A number of years back, in 2010, my colleagues and I were invited to attend a beach wedding. We had played a role in the organisation of the wedding, being, at the time, the local agent of the yacht at the centre of it all: the gulet, ECCE NAVIGO. Designed as a fun, festive event by a couple who were totally smitten with each other as well as the beautiful southern coast of Turkey, this was to be an unusual style of ceremony.
We had teamed up with the bride and groom in the weeks prior to go through the finer details of the event, and design a menu to fit in with the entertainment on offer at "1001 nights" -inspired reception to be held afterwards and so were privy to the details, while the other guests — close friends and family members — were left to wonder about the kind of magic that would befall them in this most exquisite of settings. It’s not every day that wedding vows are exchanged in the soft light of the setting sun, on a pebble beach at the foot of a rugged mountain, while everyone looks on with champagne in hand.
The half-hour wait as the sun slowly descended was jovial, as anticipation filled the air, and a motorised tender spotted in the distance caused more than just a ripple of excitement through the crowd of well-wishers: false alarm, this was not the tender. To this day, I recall how elegant everyone looked in linen suits and summertime dresses of flowing silk, softly billowing in the early evening breeze which descended off steep slopes and smelled of sun-warmed thyme and wild lavender. These well-dressed ladies, gents and children lined the pebbled shore either side of a wooden jetty, perkily jutting out into the cove had been taken ashore by tender from their respective Turkish gulets — an up-to-date version of an ancient style of wooden yacht — and a fleet of these vessels now lay at anchor in the cove.
The bride and groom-to-be were making the final preparations to clothing perfectly made-to-measure in Europe and yet, as they finally arrived ashore to the sound of cheers and applause from the crowd, I recall my surprise and delight as I witnessed the scene: “… but, wait!… the beautiful bride stepping out of the tender is barefoot!!!” I smiled a big, broad smile.

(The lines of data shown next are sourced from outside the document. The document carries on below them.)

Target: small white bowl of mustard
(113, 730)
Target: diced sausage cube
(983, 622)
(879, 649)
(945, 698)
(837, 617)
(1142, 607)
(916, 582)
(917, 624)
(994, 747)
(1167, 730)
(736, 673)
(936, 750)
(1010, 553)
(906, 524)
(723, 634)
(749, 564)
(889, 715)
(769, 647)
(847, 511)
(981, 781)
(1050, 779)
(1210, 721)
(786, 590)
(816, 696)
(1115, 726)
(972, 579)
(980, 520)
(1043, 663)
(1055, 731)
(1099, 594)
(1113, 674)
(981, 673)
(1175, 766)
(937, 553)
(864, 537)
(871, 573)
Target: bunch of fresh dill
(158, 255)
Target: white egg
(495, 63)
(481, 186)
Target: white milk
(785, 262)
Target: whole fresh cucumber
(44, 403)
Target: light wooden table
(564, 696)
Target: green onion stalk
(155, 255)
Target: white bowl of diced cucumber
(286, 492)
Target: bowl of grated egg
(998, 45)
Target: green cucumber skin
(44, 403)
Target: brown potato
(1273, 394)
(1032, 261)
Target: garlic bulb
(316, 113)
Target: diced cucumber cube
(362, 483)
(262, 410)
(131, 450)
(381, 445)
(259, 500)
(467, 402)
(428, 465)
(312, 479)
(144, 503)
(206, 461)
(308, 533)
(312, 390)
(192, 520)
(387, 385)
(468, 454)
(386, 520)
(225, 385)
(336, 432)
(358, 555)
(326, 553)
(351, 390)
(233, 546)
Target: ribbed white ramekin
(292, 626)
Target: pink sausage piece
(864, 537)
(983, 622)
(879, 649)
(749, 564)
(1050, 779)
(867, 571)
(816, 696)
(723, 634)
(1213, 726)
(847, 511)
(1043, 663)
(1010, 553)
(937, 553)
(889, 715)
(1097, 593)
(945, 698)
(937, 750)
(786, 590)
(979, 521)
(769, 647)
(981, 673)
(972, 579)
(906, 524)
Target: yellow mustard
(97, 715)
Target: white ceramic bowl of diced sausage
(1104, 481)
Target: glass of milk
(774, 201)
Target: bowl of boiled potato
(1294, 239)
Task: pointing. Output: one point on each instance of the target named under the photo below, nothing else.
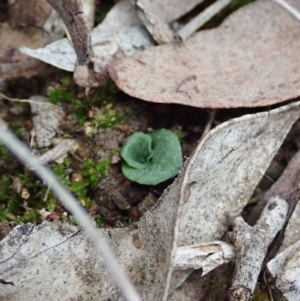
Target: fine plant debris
(149, 150)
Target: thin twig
(202, 18)
(21, 152)
(288, 8)
(210, 121)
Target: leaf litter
(201, 203)
(245, 62)
(182, 216)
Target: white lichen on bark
(251, 247)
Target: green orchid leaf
(165, 162)
(137, 151)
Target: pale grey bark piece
(251, 247)
(205, 256)
(62, 258)
(214, 186)
(61, 149)
(230, 66)
(211, 190)
(46, 119)
(286, 268)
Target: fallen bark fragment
(46, 120)
(197, 73)
(205, 256)
(251, 247)
(211, 190)
(286, 268)
(61, 149)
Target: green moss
(14, 206)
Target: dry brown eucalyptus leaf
(250, 60)
(211, 190)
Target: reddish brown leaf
(251, 60)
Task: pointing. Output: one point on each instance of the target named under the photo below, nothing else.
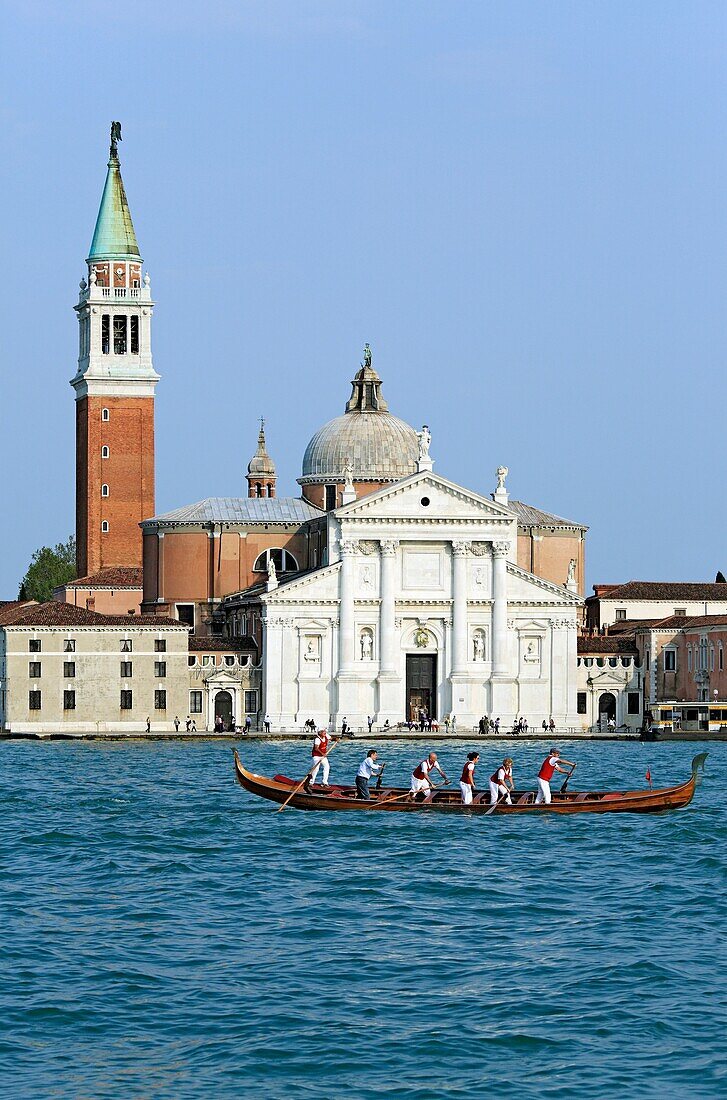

I loved this touch: it seemed so fitting, so in keeping with the rest of the beach theme… water, water everywhere… and there, as a golden backdrop for some golden moments, a most glorious sunset… just as planned!
And so the music played, and the crowd cheered a few more times, mostly in response to the bride and groom’s unrehearsed dance! There were enthusiastic hugs and kisses for the closest members of the clan... a very touching scene. I felt happy and honoured to have been there to witness something as feel-good as this, something as natural as the untouched surroundings of this sleepy little cove. I watched as the bride’s face glowed with joy and her husband picked her up and swung her from the small jetty across an expanse of pebbled beach and onto a nicely-worn path that led, zig-zag fashion, up the adjacent hillside and into the rustic “lokanta” where the real party was to begin. What a creative way to say, “I do”… and a relaxing one, too, I might add.